Schneller und einfacher
„Unsere Ultramikroskopie-Methode ist sehr präzise, wir können sogar winzige Plaque-Strukturen mit einer
Größe von etwa acht Mikrometern erkennen“, sagt Dr. Nina Jährling. Die Ergebnisse der Ultramikroskop-Messungen
wurden mit den Ergebnissen herkömmlicher histologischer Verfahren verglichen. „Die Resultate sind einander
sehr ähnlich. Aber unsere Methode ist viel schneller und einfacher, damit kann man wichtige Fragen der Alzheimer-Forschung
untersuchen, die sonst der Forschung in dieser dreidimensionalen Form nicht zugänglich wären.“
Dr. Nina Jährling, Dr.Klaus Becker und Prof. Hans-Ulrich Dodt von der TU Wien arbeiten in ihrem Ultramikroskopie-Projekt
eng mit der neurologischen Universitätsklinik in Tübingen (Prof. Mathias. Jucker und Team) zusammen.
„Die Zusammenarbeit ist für beide Seiten höchst spannend – man sieht, welche Erfolge möglich sind,
wenn Technik und Medizin heute ganz eng kooperieren“, sagt Jährling. Auch mit der MedUni Wien kooperiert das
TU-Team eng.
Die Ultramikroskopie, also die Lichtblattmikroskopie an geklärten Präparaten, wurde an der TU Wien entwickelt.

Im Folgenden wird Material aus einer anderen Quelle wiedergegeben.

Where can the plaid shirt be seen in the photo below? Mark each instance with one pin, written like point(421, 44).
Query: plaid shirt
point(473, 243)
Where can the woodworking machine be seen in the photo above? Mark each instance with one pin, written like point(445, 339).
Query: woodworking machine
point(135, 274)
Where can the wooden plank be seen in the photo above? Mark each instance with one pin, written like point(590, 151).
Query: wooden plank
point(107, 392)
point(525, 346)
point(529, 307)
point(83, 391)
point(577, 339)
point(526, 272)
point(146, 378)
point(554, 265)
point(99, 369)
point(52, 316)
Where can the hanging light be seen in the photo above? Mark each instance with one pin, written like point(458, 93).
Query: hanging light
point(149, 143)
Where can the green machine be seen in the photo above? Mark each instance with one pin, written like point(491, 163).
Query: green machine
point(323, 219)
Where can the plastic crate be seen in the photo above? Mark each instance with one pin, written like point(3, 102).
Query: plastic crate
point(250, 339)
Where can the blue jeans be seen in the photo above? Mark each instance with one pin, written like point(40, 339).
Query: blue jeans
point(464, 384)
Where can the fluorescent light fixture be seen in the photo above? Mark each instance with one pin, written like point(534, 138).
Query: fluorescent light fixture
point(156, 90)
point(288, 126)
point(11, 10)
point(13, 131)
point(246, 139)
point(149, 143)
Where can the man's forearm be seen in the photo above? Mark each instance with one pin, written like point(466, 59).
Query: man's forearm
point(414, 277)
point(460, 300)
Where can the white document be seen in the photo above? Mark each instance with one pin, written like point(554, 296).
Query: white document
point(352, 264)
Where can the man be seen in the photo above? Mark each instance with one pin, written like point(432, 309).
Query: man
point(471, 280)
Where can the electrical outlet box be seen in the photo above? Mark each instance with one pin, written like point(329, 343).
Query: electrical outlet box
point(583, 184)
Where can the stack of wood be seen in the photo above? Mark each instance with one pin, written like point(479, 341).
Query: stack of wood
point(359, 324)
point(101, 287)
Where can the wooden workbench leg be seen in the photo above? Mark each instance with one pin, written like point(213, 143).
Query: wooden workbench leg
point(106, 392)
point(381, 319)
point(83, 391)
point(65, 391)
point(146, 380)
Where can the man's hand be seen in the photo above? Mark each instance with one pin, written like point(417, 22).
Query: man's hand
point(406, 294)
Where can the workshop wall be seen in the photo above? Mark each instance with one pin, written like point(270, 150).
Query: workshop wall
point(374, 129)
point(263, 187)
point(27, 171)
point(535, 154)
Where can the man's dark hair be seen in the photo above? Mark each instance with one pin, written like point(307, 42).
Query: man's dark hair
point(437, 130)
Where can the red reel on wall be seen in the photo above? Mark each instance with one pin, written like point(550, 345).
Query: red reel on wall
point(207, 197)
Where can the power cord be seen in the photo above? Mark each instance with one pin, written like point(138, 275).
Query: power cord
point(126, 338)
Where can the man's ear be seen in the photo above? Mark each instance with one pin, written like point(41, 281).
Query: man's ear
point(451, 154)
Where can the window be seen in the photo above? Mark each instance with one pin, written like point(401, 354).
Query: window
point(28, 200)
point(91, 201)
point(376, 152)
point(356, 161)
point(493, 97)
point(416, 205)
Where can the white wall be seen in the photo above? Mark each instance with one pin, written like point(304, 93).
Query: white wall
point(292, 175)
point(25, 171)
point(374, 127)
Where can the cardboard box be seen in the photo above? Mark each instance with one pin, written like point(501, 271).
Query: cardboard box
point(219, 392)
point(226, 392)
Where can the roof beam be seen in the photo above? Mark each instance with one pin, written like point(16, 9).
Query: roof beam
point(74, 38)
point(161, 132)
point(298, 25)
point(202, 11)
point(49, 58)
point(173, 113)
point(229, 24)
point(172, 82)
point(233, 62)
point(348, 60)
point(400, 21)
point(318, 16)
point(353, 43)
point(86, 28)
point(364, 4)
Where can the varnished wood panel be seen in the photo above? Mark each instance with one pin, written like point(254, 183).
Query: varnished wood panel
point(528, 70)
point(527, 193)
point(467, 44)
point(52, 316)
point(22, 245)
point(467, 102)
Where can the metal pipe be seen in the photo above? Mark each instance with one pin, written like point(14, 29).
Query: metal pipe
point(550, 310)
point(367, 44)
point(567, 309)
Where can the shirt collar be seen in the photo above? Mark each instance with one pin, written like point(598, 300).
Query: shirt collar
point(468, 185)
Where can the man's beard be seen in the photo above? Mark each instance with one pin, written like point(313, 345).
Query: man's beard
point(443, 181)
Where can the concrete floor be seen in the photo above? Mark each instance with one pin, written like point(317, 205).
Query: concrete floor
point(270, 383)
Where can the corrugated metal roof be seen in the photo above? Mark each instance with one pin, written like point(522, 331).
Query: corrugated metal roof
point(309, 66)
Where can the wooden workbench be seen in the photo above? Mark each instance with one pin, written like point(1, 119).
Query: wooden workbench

„Sie hat sich inzwischen weltweit verbreitet und es vergeht kaum ein Monat, an dem nicht eine neue Publikation
mit dieser Technik in den besten wissenschaftlichen Journalen wie Nature, Science oder Cell erscheint“, sagt Nina
Jährling. „Insbesondere die Verfahren zur Gewebeklärung sind zur Zeit eines der heißesten Themen
in Biologie und Medizin Dr. Saiedeh Saghafi erzielte große wissenschaftliche Erfolge mit der Weiterentwicklung
von speziellen Objektiven und einem möglichst dünnen Laserband für die Ultramikroskopie. Dr. Klaus
Becker konnte in histologischen Studien zeigen, wie man die Fluoreszenz der Gewebeproben mittels eines selbstzusammengestellten
Harzes langfristig erhalten kann. Die interdisziplinäre Arbeitsgruppe arbeitet auch in Zukunft mit neuen neurowissenschaftlichen
und optischen Fragestellungen an der Ultramikroskopie weiter.